Sur Thévenoud

Tel un running gag bien huilé, chaque jour qui passe s'accompagne de la révélation d'une nouvelle chose que Thomas Thévenoud ne payait pas. Ses impôts, son loyer, son kiné, ses amendes… À ce stade, ce n'est plus de la négligence, pas même de la pingrerie, on verse dans la psychiatrie ! Lui-même d'ailleurs emploie le terme de « phobie » pour qualifier son état.

Je suppose que ça l'arrange qu'on le croit malade. En quelque sorte, ça le dédouane un peu. « Ce n'est pas moi, c'est mon inconscient ! D'ailleurs, regardez, j’ai une attestation de la Faculté ! »

Ne soyons pas dupe. S'il existe bel et bien des gens qui ont une peur phobique de l'administration, ceux-là ne se trouvent pas parmi les ministres mais bien plutôt parmi les sans-emplois, les sans-papiers, les sans-domiciles, les sans-dents, bref, tous ceux dont la survie est à la merci d’un aléa de la politique, d’un durcissement d’une règle administrative, de la publication d’une circulaire ministérielle. Le genre de circulaire que pondent des mecs comme Thomas Thévenoud.
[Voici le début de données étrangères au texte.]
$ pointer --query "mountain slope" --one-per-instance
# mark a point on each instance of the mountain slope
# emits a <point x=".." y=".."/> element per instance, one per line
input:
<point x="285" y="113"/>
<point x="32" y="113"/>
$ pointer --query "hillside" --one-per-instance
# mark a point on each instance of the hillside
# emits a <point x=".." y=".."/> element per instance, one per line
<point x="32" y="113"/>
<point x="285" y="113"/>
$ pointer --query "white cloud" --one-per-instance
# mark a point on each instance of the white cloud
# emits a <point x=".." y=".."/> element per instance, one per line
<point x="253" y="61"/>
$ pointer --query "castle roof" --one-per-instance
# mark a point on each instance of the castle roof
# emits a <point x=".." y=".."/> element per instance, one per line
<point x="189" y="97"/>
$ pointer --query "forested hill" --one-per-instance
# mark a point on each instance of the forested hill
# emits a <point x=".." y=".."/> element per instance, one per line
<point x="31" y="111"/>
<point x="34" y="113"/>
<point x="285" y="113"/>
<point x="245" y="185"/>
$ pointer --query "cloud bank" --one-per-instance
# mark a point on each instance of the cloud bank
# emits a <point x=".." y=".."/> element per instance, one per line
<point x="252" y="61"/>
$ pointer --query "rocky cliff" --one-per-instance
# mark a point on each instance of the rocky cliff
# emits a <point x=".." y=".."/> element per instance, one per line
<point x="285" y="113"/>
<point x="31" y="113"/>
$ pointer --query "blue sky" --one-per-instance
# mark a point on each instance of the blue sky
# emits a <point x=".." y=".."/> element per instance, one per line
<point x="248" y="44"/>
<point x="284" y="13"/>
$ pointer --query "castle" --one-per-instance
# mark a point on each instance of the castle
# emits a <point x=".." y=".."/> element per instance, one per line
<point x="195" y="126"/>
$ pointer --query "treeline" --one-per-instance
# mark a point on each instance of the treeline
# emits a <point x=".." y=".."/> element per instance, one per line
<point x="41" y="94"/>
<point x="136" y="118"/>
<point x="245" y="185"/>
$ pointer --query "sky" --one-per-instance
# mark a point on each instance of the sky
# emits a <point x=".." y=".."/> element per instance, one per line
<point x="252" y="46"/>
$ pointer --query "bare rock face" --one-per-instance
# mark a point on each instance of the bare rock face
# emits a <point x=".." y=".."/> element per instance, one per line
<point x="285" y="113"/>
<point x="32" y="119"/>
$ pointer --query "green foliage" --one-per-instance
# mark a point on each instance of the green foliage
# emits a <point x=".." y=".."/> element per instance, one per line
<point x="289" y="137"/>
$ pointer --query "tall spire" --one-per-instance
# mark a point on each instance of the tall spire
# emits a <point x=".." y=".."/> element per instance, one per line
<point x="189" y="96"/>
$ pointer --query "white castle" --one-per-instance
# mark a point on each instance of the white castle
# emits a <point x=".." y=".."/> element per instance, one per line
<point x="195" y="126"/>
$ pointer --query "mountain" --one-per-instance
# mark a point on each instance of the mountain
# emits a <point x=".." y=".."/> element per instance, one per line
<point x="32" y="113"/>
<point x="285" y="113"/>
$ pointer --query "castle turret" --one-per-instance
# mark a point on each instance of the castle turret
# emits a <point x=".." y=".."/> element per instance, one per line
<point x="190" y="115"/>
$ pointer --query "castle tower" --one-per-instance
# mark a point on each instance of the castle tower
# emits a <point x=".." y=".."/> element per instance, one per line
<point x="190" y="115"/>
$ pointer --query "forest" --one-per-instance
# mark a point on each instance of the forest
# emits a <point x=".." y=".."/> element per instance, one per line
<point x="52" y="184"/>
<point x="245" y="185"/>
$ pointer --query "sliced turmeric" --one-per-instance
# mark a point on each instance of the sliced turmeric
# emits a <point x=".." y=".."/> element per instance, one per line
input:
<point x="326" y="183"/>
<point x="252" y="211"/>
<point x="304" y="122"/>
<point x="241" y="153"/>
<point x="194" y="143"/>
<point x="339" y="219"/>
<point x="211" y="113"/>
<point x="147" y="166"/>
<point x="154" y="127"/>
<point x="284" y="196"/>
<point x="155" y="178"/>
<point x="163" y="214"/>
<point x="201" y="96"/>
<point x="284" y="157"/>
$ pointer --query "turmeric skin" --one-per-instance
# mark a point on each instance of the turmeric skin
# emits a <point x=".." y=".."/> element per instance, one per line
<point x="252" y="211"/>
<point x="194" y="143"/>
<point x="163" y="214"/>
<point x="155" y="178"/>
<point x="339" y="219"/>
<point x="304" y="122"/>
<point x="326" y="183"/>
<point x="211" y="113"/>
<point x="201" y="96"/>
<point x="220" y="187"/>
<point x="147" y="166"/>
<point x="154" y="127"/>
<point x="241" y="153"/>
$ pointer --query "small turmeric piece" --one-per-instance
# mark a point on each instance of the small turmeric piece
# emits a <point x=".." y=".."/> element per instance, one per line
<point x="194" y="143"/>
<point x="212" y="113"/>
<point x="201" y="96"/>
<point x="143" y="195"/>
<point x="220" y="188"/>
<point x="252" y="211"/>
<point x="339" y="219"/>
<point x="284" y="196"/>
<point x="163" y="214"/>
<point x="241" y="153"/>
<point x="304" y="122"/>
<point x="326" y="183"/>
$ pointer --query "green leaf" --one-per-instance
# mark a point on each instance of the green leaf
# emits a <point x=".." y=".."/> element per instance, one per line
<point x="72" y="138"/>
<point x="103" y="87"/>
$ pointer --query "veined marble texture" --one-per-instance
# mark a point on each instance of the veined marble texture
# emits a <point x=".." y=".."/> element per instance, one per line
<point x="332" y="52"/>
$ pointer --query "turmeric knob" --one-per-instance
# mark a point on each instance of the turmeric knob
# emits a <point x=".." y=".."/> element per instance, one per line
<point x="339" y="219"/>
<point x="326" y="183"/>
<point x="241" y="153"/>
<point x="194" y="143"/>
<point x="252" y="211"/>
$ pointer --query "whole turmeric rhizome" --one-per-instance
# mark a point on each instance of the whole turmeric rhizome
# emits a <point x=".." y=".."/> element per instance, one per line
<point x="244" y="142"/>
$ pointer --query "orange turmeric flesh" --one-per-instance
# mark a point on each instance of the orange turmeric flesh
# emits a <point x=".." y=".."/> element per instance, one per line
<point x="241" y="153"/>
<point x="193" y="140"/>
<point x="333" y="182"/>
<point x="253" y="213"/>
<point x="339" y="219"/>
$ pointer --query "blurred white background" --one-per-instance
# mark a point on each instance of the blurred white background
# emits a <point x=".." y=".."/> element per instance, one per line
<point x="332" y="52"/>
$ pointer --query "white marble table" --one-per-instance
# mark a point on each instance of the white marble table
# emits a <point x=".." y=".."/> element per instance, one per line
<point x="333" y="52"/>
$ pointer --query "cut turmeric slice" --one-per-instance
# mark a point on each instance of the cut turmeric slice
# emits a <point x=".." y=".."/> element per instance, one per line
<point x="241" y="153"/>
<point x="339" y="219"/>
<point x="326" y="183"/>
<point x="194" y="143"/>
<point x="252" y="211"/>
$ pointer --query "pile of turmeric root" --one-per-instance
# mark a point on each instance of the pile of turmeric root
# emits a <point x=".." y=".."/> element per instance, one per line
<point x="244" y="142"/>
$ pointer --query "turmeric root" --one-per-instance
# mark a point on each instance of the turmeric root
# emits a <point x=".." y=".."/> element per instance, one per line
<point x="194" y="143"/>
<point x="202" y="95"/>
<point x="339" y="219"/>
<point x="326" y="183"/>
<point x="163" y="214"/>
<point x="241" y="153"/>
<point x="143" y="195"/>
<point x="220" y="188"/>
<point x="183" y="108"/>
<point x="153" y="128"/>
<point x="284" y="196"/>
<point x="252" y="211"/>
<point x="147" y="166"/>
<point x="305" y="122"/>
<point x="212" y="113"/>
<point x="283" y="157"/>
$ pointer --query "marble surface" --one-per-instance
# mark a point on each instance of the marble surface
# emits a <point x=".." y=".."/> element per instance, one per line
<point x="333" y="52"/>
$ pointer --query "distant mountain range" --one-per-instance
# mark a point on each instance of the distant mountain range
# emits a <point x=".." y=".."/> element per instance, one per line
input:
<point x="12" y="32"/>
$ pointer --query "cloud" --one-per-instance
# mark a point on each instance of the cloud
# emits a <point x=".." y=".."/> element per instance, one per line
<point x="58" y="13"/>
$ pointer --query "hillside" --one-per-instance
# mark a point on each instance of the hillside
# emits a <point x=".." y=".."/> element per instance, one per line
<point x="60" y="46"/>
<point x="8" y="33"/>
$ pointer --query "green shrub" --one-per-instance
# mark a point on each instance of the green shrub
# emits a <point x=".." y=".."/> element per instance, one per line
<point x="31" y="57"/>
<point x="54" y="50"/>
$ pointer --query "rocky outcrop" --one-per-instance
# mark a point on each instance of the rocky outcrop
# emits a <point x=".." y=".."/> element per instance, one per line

La violence des élites ne tient pas seulement au fait qu’ils concentrent davantage d’argent et de pouvoir que les classes moyennes ou populaires, elle réside aussi dans leur maitrise des réseaux, dans leurs amitiés savamment cultivées, qui leur permettent de passer au travers des contingences du commun des mortels. Là où vous et moi investissons du temps, de l’énergie et surtout du stress pour trouver un emploi, une place en crèche ou un justificatif administratif quelconque, d'autres n'ont besoin que d'un coup de téléphone poli à tel camarade de promo devenu entre temps PDG, adjoint au maire, ou haut-fonctionnaire.

Le cas Thévenoud en est la parfaite illustration. Circulait sur Twitter il y a quelques jours un vieil article de Ouest-France où l'on apprenait qu'un quidam avait été condamné à un an de prison ferme en 2010 pour avoir refusé de déclarer ses revenus ; notre ex-ministre auto-proclamé phobique, lui, ne connaitra jamais les barreaux : sa situation fiscale a été « régularisée ». Que de violence et d’injustice derrière cet euphémisme.

Cerise sur le gâteau, celui qui refusait de déclarer ses revenus en privé était le même qui à l'Assemblée Nationale vilipendait la fraude fiscale et était nommé vice-président de la commission d'enquête sur l'affaire Cahuzac.

Je me demande toujours si ces gens se rendent compte. Énième illustration de la parabole de la paille et de la poutre ? Ou bien pleine conscience de ce qu’ils font mais sentiment d’impunité lié à leur statut social ? Ou carrément, la certitude que la loi est faite pour le bas-peuple et certainement pas pour leur auguste personne ? Un peu des trois, j’en ai peur.

En attendant, Thomas Thévenoud ne pourra pas mettre un pied sur un marché populaire ou dans un local du PS avant longtemps sans se faire cracher à la gueule. C’est que le bas-peuple a sa manière de rendre la justice, aussi.

Sinon, pendant ce temps, Manuel Valls fait des imprécations contre la montée du FN.